If you take out a business loan, you need to make sure that you can afford the repayments so that you don’t push yourself into further financial difficulty or impact your credit score. Here are a few ways that you can ensure that you don’t default on your business loan.
Track spending and cut back
If you’ve taken out a loan, you first and foremost need to make sure that you can afford to pay it every month. You can do this by tracking your expenses and having a good idea of how much you have coming in and how much you pay in outgoings. You should treat your debt repayment as one of your outgoings. And if you find that you don’t have enough money coming in to cover the payment, you’re going to need to make cutbacks. Take a look at where you are spending your money and see if there is anything less important that you could get rid of – think overspending, or things you could live without.
You need to prioritise your loan repayments, for the sake of your financial health. Making sure that you treat your loan as a primary expense each month means that you’re less likely to push it aside and forget about it – leading to default. If you have a few loans to repay, choose the smaller ones to pay down first so you can use the extra income once this is paid off to make a start on your larger debts. Doing this means you can pay your debt off regularly and eventually; you will be debt free.

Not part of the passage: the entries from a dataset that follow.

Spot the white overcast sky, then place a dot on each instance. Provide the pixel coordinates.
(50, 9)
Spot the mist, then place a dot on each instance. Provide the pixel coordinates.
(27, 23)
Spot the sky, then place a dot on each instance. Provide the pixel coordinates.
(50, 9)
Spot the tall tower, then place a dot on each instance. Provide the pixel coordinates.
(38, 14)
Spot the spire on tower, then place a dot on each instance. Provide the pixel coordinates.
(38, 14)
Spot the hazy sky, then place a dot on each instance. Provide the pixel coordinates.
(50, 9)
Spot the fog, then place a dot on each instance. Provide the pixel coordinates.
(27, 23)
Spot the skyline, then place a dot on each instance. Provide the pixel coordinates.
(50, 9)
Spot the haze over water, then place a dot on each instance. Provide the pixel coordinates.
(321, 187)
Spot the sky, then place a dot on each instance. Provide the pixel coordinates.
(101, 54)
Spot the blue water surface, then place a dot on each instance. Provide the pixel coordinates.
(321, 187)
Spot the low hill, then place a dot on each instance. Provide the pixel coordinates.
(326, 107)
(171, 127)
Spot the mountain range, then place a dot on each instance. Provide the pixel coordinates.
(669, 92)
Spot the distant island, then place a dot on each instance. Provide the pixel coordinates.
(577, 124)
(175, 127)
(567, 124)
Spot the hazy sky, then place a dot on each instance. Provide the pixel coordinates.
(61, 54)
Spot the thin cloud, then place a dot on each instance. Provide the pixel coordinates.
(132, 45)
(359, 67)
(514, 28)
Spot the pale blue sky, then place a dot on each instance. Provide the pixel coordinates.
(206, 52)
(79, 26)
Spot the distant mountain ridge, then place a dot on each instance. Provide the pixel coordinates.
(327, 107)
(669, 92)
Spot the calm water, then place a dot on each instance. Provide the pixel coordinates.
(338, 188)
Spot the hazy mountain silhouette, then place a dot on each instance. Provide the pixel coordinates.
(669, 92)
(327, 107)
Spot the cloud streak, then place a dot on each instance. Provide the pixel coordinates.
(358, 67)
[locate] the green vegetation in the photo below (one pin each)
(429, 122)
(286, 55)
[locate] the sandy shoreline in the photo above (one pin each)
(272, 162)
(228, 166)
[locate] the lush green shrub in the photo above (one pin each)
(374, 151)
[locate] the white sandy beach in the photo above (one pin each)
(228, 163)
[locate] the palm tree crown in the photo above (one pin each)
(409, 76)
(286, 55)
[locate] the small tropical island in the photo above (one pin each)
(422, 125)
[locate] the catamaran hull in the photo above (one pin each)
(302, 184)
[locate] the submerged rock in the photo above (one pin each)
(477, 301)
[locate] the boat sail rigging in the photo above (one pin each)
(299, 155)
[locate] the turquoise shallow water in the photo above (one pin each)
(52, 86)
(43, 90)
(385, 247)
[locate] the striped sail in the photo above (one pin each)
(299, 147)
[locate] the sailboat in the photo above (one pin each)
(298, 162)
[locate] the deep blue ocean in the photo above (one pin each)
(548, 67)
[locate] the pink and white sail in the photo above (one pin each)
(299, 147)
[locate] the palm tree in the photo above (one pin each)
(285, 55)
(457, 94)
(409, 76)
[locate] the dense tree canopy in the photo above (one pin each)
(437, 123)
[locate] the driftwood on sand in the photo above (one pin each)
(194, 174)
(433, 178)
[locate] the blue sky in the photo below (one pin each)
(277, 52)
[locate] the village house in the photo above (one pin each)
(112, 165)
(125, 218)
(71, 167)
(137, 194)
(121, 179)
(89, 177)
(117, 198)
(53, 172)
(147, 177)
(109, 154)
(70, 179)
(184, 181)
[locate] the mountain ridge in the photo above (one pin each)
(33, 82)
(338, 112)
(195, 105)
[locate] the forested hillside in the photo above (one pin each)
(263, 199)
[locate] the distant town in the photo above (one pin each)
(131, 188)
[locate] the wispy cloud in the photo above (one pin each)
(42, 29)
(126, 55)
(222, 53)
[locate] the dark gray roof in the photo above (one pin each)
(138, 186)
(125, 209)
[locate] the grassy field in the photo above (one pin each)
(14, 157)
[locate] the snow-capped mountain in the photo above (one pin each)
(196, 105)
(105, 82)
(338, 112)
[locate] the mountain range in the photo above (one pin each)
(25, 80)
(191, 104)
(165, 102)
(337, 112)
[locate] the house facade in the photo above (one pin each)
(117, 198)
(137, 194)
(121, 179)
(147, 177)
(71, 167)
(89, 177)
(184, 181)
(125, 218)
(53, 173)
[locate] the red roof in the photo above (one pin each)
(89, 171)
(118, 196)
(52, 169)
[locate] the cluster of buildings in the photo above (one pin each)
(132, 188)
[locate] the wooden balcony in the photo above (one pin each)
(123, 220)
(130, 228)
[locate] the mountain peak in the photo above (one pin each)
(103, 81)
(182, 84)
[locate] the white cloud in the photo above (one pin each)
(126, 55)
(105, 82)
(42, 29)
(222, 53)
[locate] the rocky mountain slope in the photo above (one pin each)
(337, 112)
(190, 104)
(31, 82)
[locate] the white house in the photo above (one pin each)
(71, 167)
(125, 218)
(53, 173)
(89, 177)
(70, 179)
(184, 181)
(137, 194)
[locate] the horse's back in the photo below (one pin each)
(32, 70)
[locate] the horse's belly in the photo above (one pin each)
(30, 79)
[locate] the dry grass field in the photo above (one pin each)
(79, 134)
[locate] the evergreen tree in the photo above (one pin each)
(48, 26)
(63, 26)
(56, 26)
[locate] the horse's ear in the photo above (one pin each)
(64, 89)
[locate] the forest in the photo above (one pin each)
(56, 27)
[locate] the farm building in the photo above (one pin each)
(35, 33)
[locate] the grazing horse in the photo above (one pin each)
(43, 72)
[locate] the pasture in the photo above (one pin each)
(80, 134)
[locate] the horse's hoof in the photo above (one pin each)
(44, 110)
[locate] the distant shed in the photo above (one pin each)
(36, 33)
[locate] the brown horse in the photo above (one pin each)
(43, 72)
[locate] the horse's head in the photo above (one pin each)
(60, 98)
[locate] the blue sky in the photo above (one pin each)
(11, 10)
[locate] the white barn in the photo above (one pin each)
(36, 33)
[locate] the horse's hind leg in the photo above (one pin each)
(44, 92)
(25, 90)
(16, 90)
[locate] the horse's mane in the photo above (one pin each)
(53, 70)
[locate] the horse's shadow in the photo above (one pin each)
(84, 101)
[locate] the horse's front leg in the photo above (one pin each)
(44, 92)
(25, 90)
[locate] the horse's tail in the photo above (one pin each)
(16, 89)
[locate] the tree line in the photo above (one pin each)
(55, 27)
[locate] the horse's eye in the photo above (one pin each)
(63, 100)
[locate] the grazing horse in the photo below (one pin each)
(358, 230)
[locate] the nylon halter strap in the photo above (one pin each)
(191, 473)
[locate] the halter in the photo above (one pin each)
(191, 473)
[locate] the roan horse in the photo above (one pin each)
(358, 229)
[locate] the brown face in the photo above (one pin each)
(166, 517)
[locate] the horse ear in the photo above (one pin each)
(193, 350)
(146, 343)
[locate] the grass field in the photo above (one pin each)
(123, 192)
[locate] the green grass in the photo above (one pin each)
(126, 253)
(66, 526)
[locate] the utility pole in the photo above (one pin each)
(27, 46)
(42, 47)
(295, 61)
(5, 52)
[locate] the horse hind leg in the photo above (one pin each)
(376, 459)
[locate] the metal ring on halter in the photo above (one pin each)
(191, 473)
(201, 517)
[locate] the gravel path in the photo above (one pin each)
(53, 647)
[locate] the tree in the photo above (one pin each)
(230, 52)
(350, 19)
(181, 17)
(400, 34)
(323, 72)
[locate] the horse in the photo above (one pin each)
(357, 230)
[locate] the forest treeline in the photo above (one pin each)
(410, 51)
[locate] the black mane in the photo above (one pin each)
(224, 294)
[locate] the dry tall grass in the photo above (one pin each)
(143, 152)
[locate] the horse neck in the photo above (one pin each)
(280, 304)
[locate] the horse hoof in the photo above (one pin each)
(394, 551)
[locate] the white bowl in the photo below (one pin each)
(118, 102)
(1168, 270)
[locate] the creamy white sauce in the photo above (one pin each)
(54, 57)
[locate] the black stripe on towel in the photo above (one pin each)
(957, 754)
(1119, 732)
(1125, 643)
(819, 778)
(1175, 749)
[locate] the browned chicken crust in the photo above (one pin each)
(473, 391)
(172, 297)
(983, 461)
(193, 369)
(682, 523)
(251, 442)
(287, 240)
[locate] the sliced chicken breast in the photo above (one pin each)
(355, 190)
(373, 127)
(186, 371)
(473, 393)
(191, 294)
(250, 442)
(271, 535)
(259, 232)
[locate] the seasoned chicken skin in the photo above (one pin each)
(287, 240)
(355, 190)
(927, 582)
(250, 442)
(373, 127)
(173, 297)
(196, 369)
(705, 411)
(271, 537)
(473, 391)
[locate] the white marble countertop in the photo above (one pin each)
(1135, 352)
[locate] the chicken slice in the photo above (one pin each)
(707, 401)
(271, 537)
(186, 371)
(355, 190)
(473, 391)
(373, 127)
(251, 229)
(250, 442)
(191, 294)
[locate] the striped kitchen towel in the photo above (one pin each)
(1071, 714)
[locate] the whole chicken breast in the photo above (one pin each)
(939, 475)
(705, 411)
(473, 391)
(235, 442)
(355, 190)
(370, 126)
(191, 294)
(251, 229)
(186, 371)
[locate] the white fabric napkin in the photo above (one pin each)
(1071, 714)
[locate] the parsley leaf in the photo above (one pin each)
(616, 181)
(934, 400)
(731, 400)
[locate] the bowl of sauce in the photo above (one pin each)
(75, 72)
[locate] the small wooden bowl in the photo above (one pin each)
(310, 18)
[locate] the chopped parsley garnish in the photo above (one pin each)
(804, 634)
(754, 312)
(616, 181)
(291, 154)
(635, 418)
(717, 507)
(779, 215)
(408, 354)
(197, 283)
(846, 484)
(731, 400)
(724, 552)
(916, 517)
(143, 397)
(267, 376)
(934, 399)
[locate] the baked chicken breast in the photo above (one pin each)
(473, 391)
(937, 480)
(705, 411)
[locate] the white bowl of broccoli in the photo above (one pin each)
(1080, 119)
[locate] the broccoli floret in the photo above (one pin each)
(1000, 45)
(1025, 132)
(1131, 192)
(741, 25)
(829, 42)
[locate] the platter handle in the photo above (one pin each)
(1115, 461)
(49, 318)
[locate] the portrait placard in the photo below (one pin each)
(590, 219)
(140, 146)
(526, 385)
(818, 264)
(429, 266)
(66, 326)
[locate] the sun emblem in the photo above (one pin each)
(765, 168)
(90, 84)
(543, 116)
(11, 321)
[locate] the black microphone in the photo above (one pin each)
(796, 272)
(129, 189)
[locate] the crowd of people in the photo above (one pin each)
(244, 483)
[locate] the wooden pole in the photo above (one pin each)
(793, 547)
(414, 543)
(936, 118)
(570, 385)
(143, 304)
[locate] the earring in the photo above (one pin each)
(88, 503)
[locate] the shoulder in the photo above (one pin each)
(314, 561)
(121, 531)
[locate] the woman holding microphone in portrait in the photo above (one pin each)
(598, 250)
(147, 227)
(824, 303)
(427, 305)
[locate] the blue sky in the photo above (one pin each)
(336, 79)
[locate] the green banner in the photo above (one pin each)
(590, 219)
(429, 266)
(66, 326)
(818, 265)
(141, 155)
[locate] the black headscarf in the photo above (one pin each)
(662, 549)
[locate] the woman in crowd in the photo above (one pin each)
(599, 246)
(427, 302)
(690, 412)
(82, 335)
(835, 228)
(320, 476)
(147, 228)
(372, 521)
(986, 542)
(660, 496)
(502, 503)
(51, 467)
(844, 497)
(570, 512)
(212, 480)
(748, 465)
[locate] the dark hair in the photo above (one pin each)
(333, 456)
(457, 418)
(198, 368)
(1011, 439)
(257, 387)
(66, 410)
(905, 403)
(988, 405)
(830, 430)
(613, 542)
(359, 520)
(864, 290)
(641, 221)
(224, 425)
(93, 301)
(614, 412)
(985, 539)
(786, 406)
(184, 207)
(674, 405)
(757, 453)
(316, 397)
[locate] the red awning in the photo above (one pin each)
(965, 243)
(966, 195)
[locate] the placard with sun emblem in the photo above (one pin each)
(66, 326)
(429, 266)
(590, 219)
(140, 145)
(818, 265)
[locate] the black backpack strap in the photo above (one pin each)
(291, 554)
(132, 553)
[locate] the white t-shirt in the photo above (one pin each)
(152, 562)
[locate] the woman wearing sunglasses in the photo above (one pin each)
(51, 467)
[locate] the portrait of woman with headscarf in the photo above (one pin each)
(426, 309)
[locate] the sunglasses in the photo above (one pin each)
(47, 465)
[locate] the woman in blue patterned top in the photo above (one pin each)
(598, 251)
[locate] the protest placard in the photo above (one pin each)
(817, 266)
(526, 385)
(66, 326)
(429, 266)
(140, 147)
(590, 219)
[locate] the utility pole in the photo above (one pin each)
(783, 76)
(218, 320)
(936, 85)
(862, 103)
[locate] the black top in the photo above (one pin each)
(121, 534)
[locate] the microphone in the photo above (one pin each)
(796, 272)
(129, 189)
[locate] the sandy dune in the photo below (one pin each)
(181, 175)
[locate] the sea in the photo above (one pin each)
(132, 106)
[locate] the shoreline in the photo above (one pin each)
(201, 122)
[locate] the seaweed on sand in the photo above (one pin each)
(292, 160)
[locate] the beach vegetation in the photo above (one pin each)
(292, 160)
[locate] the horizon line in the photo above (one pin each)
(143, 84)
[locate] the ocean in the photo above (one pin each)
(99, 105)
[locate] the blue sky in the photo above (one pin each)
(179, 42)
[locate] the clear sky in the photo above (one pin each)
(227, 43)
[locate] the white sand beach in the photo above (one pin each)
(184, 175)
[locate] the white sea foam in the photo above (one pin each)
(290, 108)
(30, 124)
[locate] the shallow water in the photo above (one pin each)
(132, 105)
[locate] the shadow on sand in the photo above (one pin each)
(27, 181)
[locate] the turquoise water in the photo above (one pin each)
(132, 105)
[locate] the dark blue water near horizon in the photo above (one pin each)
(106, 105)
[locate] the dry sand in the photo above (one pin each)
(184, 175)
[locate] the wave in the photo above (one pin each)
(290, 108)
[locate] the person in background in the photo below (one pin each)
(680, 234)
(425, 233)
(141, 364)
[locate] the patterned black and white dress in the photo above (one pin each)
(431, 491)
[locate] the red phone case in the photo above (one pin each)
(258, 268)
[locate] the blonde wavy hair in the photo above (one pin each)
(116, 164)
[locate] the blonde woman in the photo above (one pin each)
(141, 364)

Choose a loan that is right for you
As much as ensuring that your loan doesn’t default depends on consistent repayments, it also depends on you making the best decision for you in the first place. Of course, unprecedented events can happen with could lead us to not be able to afford repayments that we didn’t see coming. But choosing a loan that meets your needs, and a lender that offers you a suitable repayment period and amount means that you are more likely to be able to manage your debt more easily. Make sure you do your research and compare lenders before making your mistake – too big a loan over too short a period could mean defaulting. Be sensible when taking out additional finance.